In the largest prospective observational study on the treatment of superficial skin tumors with bleomycin-assisted reversible electroporation (n = 376 patients), G3 skin reactions such as hyperpigmentation, redness through to skin ulcers were found in 7.8% of patients. These were treatable on an outpatient basis. The skin ulcerations healed over 6 to 10 weeks.
Before electroporation, bleomycin must reach the vascular malformation. A distinction must be made here between the simpler, systemic administration of bleomycin, in which the drug is administered intravenously and is thus distributed in lower concentrations in the lesion, and direct local intralesional application. In the case of intralesional injection, the malformation to be treated is located, by ultrasound guidance in the case of deeper lesions, and bleomycin is injected directly.
For the subsequent reversible electroporation, there is a variety of different needle geometries and applicators available to suit the particular patient.
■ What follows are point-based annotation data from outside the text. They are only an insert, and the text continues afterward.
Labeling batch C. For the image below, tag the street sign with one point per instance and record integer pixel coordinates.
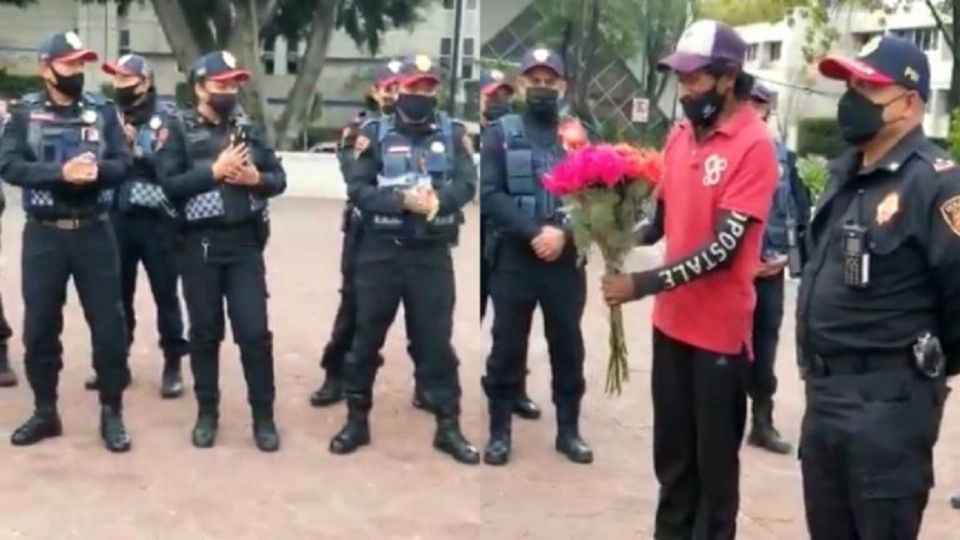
(641, 110)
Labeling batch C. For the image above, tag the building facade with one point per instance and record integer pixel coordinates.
(111, 32)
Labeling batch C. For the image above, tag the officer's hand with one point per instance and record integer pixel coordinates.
(617, 289)
(229, 161)
(81, 169)
(549, 244)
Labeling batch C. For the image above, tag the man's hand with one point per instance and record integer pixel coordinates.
(230, 162)
(549, 244)
(81, 169)
(617, 289)
(771, 268)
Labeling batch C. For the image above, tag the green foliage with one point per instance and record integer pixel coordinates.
(819, 136)
(814, 174)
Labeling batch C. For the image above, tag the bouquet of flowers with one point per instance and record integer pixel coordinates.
(604, 187)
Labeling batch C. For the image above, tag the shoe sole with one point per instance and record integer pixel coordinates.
(54, 435)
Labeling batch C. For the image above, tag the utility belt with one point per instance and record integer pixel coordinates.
(70, 224)
(926, 358)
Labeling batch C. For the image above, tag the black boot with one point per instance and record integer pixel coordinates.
(171, 386)
(450, 440)
(569, 442)
(112, 430)
(44, 424)
(8, 377)
(524, 407)
(329, 393)
(355, 433)
(497, 451)
(763, 434)
(205, 430)
(265, 429)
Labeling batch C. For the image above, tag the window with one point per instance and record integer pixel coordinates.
(774, 50)
(293, 56)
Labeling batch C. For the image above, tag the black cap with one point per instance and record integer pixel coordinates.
(65, 46)
(417, 68)
(543, 57)
(884, 61)
(219, 66)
Electrodes can be selected according to the size, type, location, extent and accessibility of the individual lesion. The thin needles are then inserted into the target lesion under ultrasound guidance, sometimes also under fluoroscopy, and connected to the pulse generator. The exact needle geometry of the specific applicator then determines not only conductivity measurements in the lesion but also the final impulse protocol to be employed. The applied pulses are adapted to the specific malformation in the individual patient and its tissue characteristics.
In summary, reversible electroporation in combination with bleomycin (bleomycin electrosclerotherapy; BEST) seems to increase local efficacy while reducing the total concentration of the sclerosing agent required. According to initial findings, this selective effect known from tumor therapy is able to increase local effectiveness and at the same time reduce side effects in the body. In addition to established indications, especially in the treatment of skin tumors, new and promising indications are emerging with the treatment of vascular malformations.